I discovered an intuitive sense of direction, developed endurance, and a sense of adventure by hiking frequently, ever delightfully surprised by what we happened upon…whether that be a good solid walking stick, an intricately spun spider’s web, a funky tree hollow, a swampy marsh, a captivating small waterfall, or a thicket of raspberries just ripe enough for picking & eating off the vine. And, then there was the exhilarating feeling of swinging up high enough to touch the tree branches — oh, the awesome tree swings — to know what it feels like to fly!
There were activities that I went into tentatively, like night walks (without a flashlight) and trust falls, but I always learned something incredibly important about myself and my fellow campers/counselors — that we were mightily capable of tapping into our lesser explored senses and strengths.
Equally as important, these activities nurtured feelings of interpersonal trust and camaraderie. At camp, I learned what it meant to be resilient by pushing past personal limitations and conquering fears. I discovered my own competence and burgeoning sense of independence.
With gentle urging, Don was the first person to teach me the value in stretching beyond what is comfortable, to look outside the confines of complacent thinking and seek a deeper understanding of myself in relation to others, to the Earth, and to recognize the interconnectedness of all living things.
Don’s teachings, as well as simply being at Nature Camp, a wooded sanctuary, instilled within me a deep respect for the ecosystems upon which all life is sustained and dependent.
This respect translated into a deep knowing that I, that we, each have a responsibility to act as environmental stewards, to care for our Earth as though she is indeed our Mother.
The impact of camp in my life has been far reaching. Often, sometimes several times each day, I see the interconnectedness and interweaving of its and Don’s influence. I see it in choosing to eat organic, locally produced whole foods; in choosing green energy and natural materials for our home; in creating and using organic, unrefined body products; and, in finding resonance with Waldorf education for my own children’s schooling.

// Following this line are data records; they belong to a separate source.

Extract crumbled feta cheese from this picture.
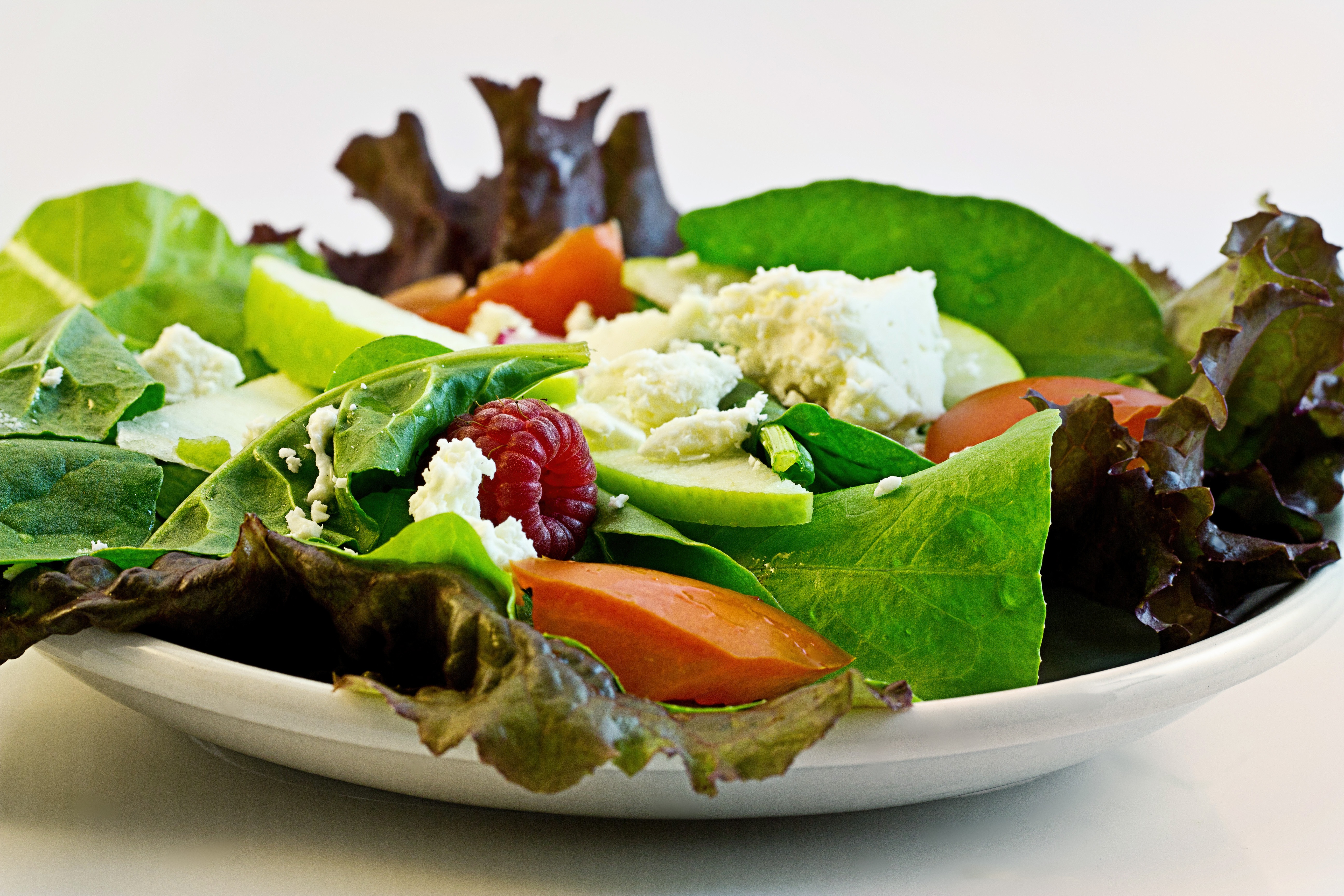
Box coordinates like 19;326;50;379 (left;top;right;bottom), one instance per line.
285;506;323;539
466;302;536;345
308;404;340;501
564;290;715;359
582;341;742;430
409;439;536;570
137;324;243;404
564;402;644;451
640;392;769;464
712;265;948;439
239;414;275;446
311;501;332;524
564;302;597;336
872;475;900;498
278;449;304;473
4;563;38;582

The impact extends to finding Spirit whenever I look out or step outside. I experience Spirit when I see flora and fauna; I smell it, breathe it and feel it on the wind, and I know it when I get down on my knees to dig in the earth, with the rich sensation of soil squishing between my toes. I know that by going out in nature, I will find calm, balance, and serenity.
Those years at DWNC-NC formed the basis of my spiritual philosophy, to approach my relationships with all living things with purity of intention and mindful presence.
My heart weeps when I witness land being clear-cut or a large tree being taken down. Have we not learned that we, as a global community, lose vital life force when we behave in these reckless ways? It is up to those of us who have been taught about and have clarity around this fundamental relationship with nature to carry on the message:
~to help others develop a love of,
~to witness and experience the inherent beauty and healing qualities of,
~to cultivate sustainable practices in support of, and
~to leave a much lighter footprint upon the land, and especially upon
Currently, I live too far away to take my own children to Nature Camp during the summer months, but as I am able I hope to recreate something similar in their own childhoods — and at the very least to pass on a genuine reverence and love for the environment — to know the awe and wonder of communing with nature.
Thank you, Don, for the many ways in which you’ve taught me ~and the many~ of our one-ness with each other and with nature. I am forever grateful.